Proving we’re not part of the global conspiracy against Wiggy Trump, we’re sharing some shocking news about our local wildlife from the only media source he can count on to tell The Truth. Breitbart, in a story headlined “The Truth About Polar Bears: They’re a Dangerous, Out of Control Pest” (tinyurl.com/gvkagxu), refers to five Canadian kids “terrified out of their lives by the extremely rare sight of a polar bear roaming through their village,” Russian scientists “besieged by a group of a dozen ravenous adult polar bears” and the four bears killed in Svalbard this year due to human encounters. The article claims the global polar bear population “has increased five- or six-fold from around 5,000 to between 22,000 and 31,000,” and the real threat to their existence is they’re “simply too healthy.” The top-rated reader comment (out of 263 at presstime) was by “Fenbeagle,” who noted “Oh blimey. If they’re islamic too we’re doomed. Particularly if they insist on wearing burkinis. (It’s a blind spot.)” Prompting, naturally, exactly the kind of high-minded discussion you’d expect…

Uh-oh. Is it possible Svalbard has already hit peak tourism just as the industry is starting its all-out ramp up to replace to mining? Lucy Fuggle, in a blog post at The Huffington Post, sounds like the ideal type to visit here: a solo traveler with a small backpack looking for something unusual in June. “I was initially planning to hit up Svalbard this summer, the why-would-you-go-there island above Norway where you’re compelled by law to carry a gun to fend off polar bears if you leave the town limits. But the thing was, I knew people who had already been there. But I didn’t know anyone who had been to Greenland. I pondered this while browsing the Lonely Planet and seeing a write-up from a clearly wild and exciting travel writer. The photos were incredible; the remoteness overwhelmingly tempting.” So the next several hundred words and many pictures are devoted to that unspoiled Arctic landscape, rather than our heavily traveled one. No, she probably won’t bring down the local travel industry all by herself. But how long will it take before the inevitable “it’s being overrun” articles become the norm?…

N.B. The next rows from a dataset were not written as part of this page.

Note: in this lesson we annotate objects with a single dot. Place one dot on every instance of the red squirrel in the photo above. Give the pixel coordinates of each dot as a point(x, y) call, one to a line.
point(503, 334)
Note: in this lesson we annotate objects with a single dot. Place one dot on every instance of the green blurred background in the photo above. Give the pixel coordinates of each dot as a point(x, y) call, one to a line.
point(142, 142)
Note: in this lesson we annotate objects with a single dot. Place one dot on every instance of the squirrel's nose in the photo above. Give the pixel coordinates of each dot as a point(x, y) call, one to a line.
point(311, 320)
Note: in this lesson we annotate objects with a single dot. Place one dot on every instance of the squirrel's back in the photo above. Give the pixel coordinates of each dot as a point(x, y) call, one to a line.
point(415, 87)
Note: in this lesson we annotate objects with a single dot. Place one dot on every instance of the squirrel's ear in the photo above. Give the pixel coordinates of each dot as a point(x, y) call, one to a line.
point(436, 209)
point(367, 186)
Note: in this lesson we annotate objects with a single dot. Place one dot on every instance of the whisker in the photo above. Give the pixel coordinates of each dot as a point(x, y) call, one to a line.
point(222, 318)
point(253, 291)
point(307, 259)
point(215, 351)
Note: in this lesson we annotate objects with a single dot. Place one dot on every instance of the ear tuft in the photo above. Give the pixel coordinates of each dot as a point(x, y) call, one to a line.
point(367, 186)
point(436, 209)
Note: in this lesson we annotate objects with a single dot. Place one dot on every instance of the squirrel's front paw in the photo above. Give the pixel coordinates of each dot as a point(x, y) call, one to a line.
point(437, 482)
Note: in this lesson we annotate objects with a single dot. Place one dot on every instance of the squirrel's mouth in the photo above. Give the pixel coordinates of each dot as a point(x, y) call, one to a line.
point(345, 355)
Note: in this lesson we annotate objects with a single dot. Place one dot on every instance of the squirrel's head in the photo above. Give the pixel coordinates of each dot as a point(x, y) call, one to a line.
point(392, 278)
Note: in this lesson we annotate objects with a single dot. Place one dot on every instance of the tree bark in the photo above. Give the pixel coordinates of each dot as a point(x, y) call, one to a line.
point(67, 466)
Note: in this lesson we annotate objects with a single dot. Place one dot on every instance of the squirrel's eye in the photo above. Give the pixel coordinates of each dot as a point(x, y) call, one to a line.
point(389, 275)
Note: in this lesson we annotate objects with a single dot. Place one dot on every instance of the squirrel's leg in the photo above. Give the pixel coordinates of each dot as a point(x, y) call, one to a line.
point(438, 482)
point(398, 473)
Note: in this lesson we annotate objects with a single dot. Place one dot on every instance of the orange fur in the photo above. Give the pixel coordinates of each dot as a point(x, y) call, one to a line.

And then there’s the little-known set of islands just east of ours, which is getting gobs of global headlines right now in publications from series scholarly journals to seedy scandal sheets. This space being what it is, we’ll go to the always reliable Sun of London to reveal “Hitler’s Ghost Island” (a.k.a. Franz Josef Land, 800 kilometers east of Svalbard): “Secret Nazi ‘Treasure Hunter’ base in Arctic found by Russian scientists after being abandoned over 70 years ago when crew was poisoned by polar bear meat.” It’s not like we need to add a lot to that description. Oh, except the always reliable Russia Today says it was a meteorological station that mostly provided needed weather data from the Arctic during the war to help German cruisers and submarines that were conducting raids along the Northern Sea Route. But it was known as the “Treasure Hunter” base which, come to think of it, might have been a great war to con soldiers into staying there while they were freezing and being poisoned to death.